'Corrupting God's earth'
Ayatollah Ahmad Jannati, the speaker of Iran's Guardian Council, accused anti-government protesters of "corrupting God's earth", a charge punishable by death under Islamic law.
"Our people have fought against the United States for 30 years and have humiliated it. You are nothing compare to that, your masters have been humiliated like that," he said at Friday prayers.
A second religious leader described Mousavi's statement as provocative.
"There is no crisis in the country and you are creating a crisis. Stop it!" Ahmad Khatami was quoted by the Isna news agency.
Mousavi, in his statement, accused the government of making more mistakes by resorting to "violence and killings" to quell the protests over the poll outcome, that saw Mahmoud Ahmadinejad, the incumbent president, re-elected for another term.
"Arresting or killing Mousavi, [another opposition leader Mehdi] Karroubi ... will not calm the situation," Mousavi, who lost the election, said in the statement.

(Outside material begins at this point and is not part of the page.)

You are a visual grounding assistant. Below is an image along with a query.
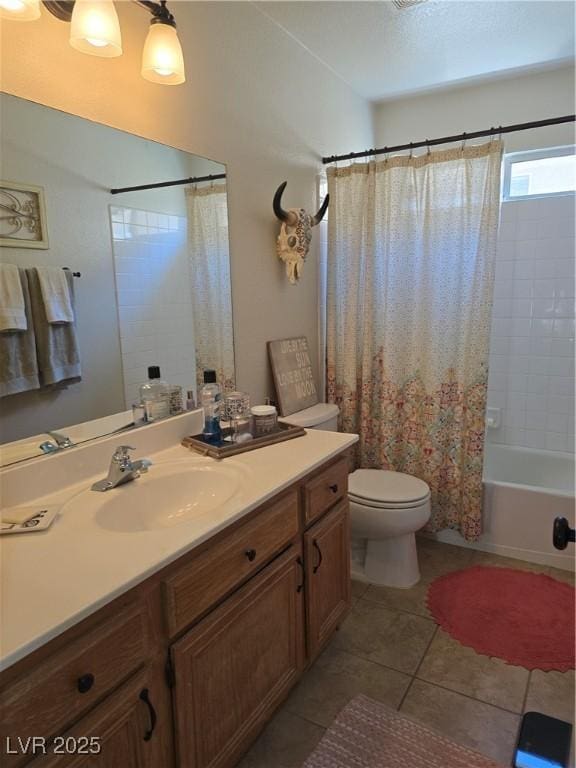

Mousavi also demanded that the government "take responsibility for the problems it has created in the country ... and recognise people's right to lawful assembly".
"I say openly that until there is an acknowledgement of the existence of a serious crisis in the country, there will be no possibility of resolving the problems and issues."
Baqer Moin, a specialist on Iran based in London, told Al Jazeera that Mousavi was being both defiant and conciliatory in his statement.
"He's saying: 'if you want war then I am man of war, if you want peace then I am man of peace ... I'm ready to negotiate'," Moin said.
"Having said that he comes with five suggestions saying that if you really want peace in the country you can't go overnight towards the maximum demand of everybody - we have to move gradually towards a destination."
"So in a sense he is coming with some realistic proposals within the constitution to deal with the current crisis," he said.
Iran has been in political turmoil since the June poll, with Mousavi and the rest of the opposition alleging election fraud.
Despite government measures to curb protests, opposition workers have intermittently taken to the streets of the capital Tehran and elsewhere to vent their anger at Ahmadinejad's re-election, often triggering violent clashes between protesters and security forces.
In the latest round of violence during Ashoura commemorations, eight Iranians - including a nephew of Mousavi - were killed. The opposition said they died in police shooting, a charge denied by the authorities.